Un accord politique aurauit en tout cas été trouvé pour inclure Alexander Loukachenko dans la liste des personnalités faisant l'objet de sanctions de la part de l'UE, pour cause d'implication dans la falsification des dernières élections présidentielles ou dans la répression de l'opposition et des manifestations appelant au départ du président.

Début octobre, les dirigeants des 27 avaient, après des semaines de blocage, réussi à s'accorder pour imposer sans attendre des mesures restrictives à toute une série de personnalités biélorusses. Le Conseil a adopté formellement ces sanctions le 2 octobre, contre une quarantaine de personnes identifiées comme responsables de la répression et des actes d'intimidation contre des manifestants pacifiques, des membres de l'opposition et des journalistes à la suite de l'élection présidentielle au Bélarus en août dernier, ainsi que pour des malversations dans le processus électoral. Les mesures restrictives comprennent une interdiction d'entrer ou de transiter par les territoires de l'UE, ainsi qu'un gel des avoirs dans l'Union. Il est en outre interdit aux citoyens et aux entreprises de l'UE de mettre des fonds à disposition des personnes ciblées.

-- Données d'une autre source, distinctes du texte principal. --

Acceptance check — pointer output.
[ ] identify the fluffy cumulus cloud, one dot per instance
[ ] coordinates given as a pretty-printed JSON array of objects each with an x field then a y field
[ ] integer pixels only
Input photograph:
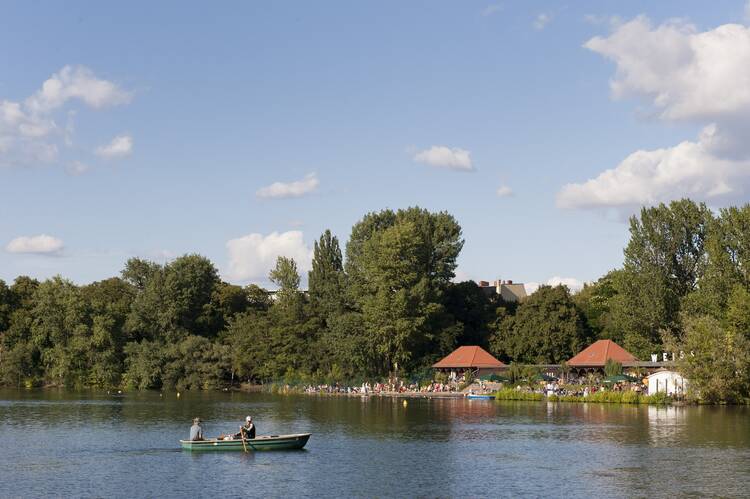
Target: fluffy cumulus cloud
[
  {"x": 29, "y": 132},
  {"x": 504, "y": 191},
  {"x": 446, "y": 157},
  {"x": 251, "y": 257},
  {"x": 491, "y": 10},
  {"x": 573, "y": 284},
  {"x": 41, "y": 244},
  {"x": 281, "y": 190},
  {"x": 119, "y": 147},
  {"x": 684, "y": 75}
]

Dès cette première décision, certains Etats membres dont l'Allemagne demandaient à inclure le président lui-même parmi les personnes sanctionnées. Le Royaume-Uni et le Canada l'ont par exemple déjà fait.

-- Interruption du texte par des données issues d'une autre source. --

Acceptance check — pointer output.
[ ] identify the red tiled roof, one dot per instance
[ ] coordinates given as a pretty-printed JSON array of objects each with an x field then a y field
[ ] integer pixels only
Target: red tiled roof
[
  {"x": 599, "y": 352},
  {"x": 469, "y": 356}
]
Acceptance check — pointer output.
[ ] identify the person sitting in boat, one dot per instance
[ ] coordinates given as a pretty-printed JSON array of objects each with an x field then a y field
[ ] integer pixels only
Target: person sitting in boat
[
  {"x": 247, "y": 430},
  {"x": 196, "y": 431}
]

"J'ai suggéré que nous lancions un nouveau paquet de sanctions et que Loukachenko fasse partie des personnes sanctionnées", avait annoncé le chef de la diplomatie allemande, Heiko Maas, à son arrivée à Luxembourg. Officiellement, l'UE appelle depuis plusieurs semaines à lancer un nouveau processus électoral au Bélarus, sous supervision de l'OSCE.

Récemment, la cheffe de file de l'opposition bélarusse Svetlana Tikhanovskaïa, qui revendique la victoire face à Loukachenko, a effectué une "tournée" européenne, rencontrant entre autres le président français Emmanuel Macron et la chancelière allemande Angela Merkel.